Opportunity two: We drove to the airport Saturday to see our friends Dave and Rae bring home their two newest babies from Ethiopia. But, alas, they missed their last connecting flight, so we had to kill several hours by the airport. Thankfully there were a group of us, all friends, so we went to Grapevine Mills Outlet Mall. We spent most of the time in the bookstore, where I got a little sad about my books not being there. Once I got over myself, I enjoyed thumbing through books. As we left, I realized I’d bought NOTHING. Hooray!!!

Just recently, I learned about the coolest thing. It’s called Freecycle. It’s where you post stuff you have for free, and seek stuff for free in your locale. If you happen to live in Rockwall county, here’s the direct link. Already, I love this group. Why?

  • Because it flies in the face of consumerism and materialism.
  • Because it’s helping the landfills not fill up.
  • Because it emphasizes thrift over consumption.
  • Because it’s better on your bills to acquire something for free!
  • Because it’s more blessed to give away things!

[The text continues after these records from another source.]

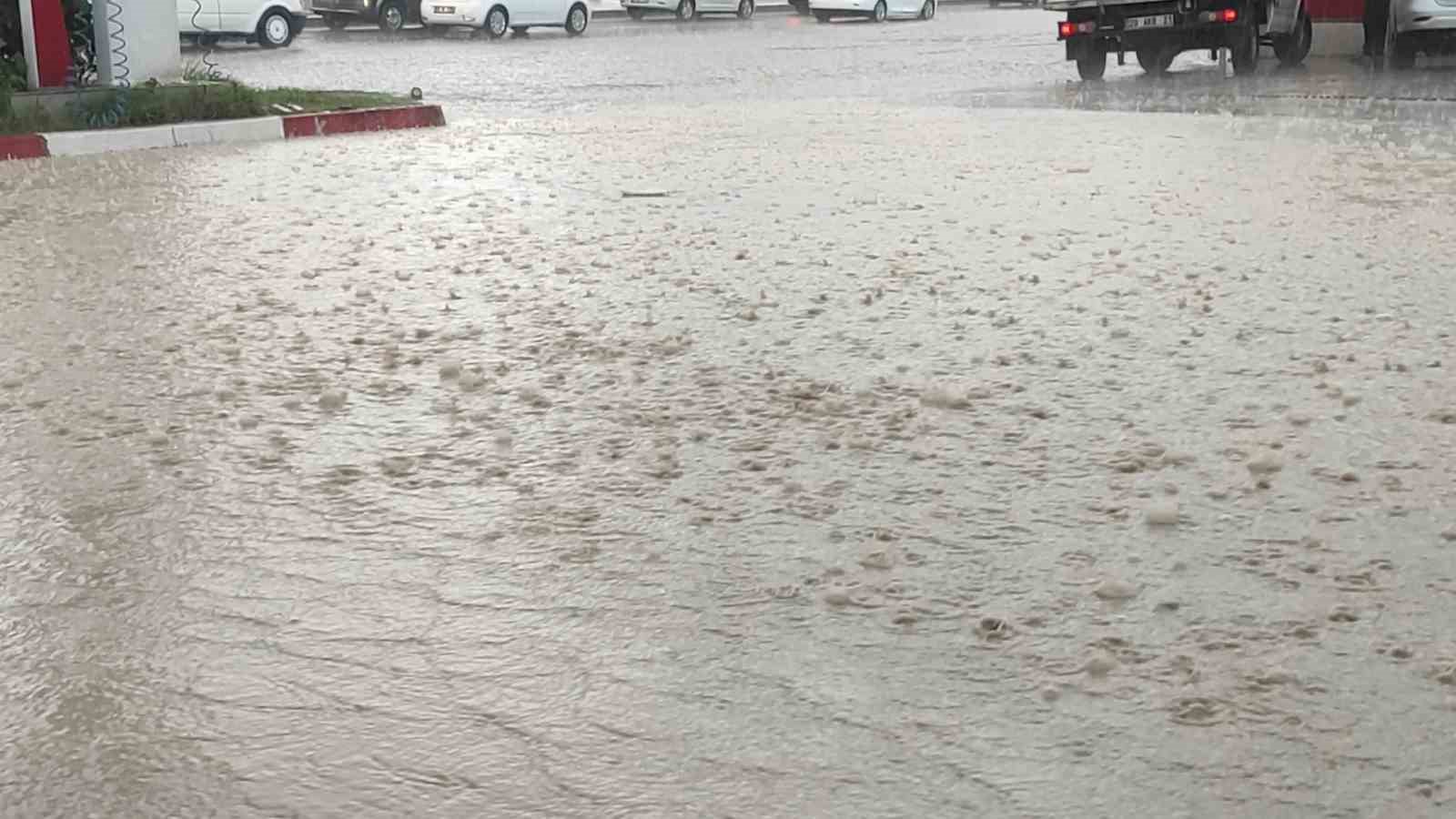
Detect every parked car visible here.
[622,0,757,20]
[313,0,420,34]
[1390,0,1456,68]
[810,0,935,24]
[177,0,308,48]
[420,0,592,39]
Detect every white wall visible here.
[92,0,182,86]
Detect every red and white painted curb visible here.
[0,105,446,160]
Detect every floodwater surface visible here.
[0,7,1456,817]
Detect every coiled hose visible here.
[192,0,223,80]
[86,0,131,128]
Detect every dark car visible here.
[313,0,420,32]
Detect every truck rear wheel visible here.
[1077,48,1107,80]
[1274,10,1315,68]
[1138,46,1178,77]
[1228,14,1259,77]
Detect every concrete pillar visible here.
[92,0,182,86]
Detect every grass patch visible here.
[0,80,410,134]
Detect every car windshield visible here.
[0,0,1456,819]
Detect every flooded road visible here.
[0,7,1456,817]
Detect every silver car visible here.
[1390,0,1456,68]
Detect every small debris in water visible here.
[1092,580,1138,601]
[1247,451,1284,475]
[1148,500,1178,526]
[1082,652,1118,676]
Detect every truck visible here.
[1046,0,1313,80]
[313,0,420,34]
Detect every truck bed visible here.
[1046,0,1156,12]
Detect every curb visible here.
[0,105,446,160]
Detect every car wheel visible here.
[566,3,592,36]
[258,9,293,48]
[485,5,511,39]
[1274,10,1315,68]
[1077,48,1107,80]
[1228,7,1259,77]
[379,0,405,34]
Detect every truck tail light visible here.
[1057,20,1097,39]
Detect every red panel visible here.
[0,134,51,159]
[1305,0,1364,24]
[282,105,446,140]
[29,0,71,87]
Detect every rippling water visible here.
[0,105,1456,817]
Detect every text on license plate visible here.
[1123,15,1174,31]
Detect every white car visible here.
[177,0,313,48]
[420,0,592,39]
[810,0,935,24]
[622,0,757,20]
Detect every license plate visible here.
[1123,15,1174,31]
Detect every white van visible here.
[420,0,592,39]
[177,0,313,48]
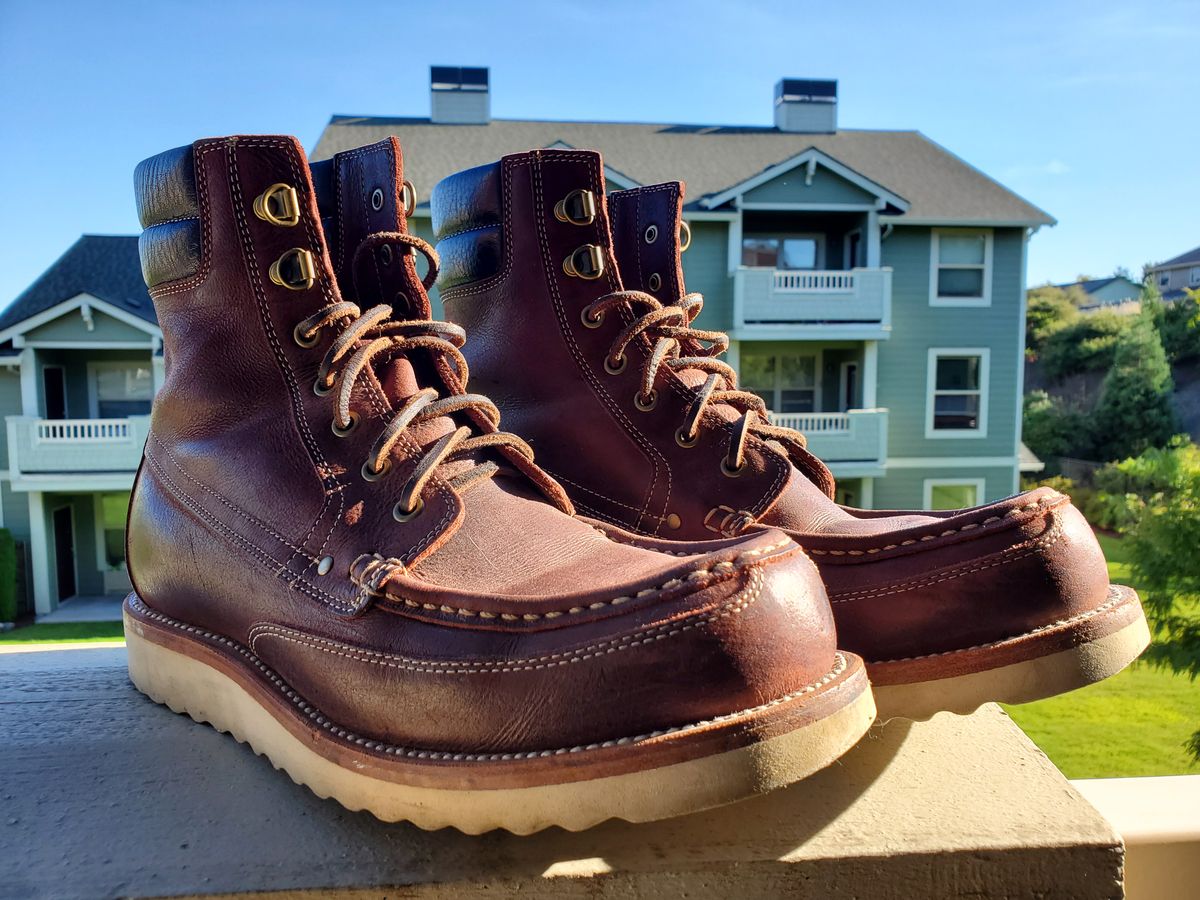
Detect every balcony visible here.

I’m working on my garden right now, but I’m running into money issues. (Where we live, we have terrible clay soil, so I have to put other soil over the top. That’s costly. Some things I’ve done to think creatively about garden money issues:

  1. I found out that Lowes sells dirt that’s been opened for 1/2 off. It’s the same amount, but it’s been shoved in a new bag.
  2. I do most of the labor myself (and employ my children!)
  3. I’m starting a compost pile, but needed an enclosure. I contacted a friend of mine who often has things like that, and sure enough, he did. I’ll be running over there this weekend.
  4. On Mondays I look for grass and leaf clippings people set out for the garbage man and then “recycle them” for my compost.
  5. I’m researching how to make a worm bin for cheap (instead of buying one for sixty bucks).
  6. I’m dividing my perennials so I have more flowers. By the way, if you’d like to swap some herbs and/or perennials, email me. I’d be happy to. (You probably want to live in Rockwall). I have lots of oregano, some bee balm, lemon balm, mums, and rosemary.

I don’t know if I’m passing the materialism test or not, but I sure am trying. What about you? What are you doing to buck consumerism?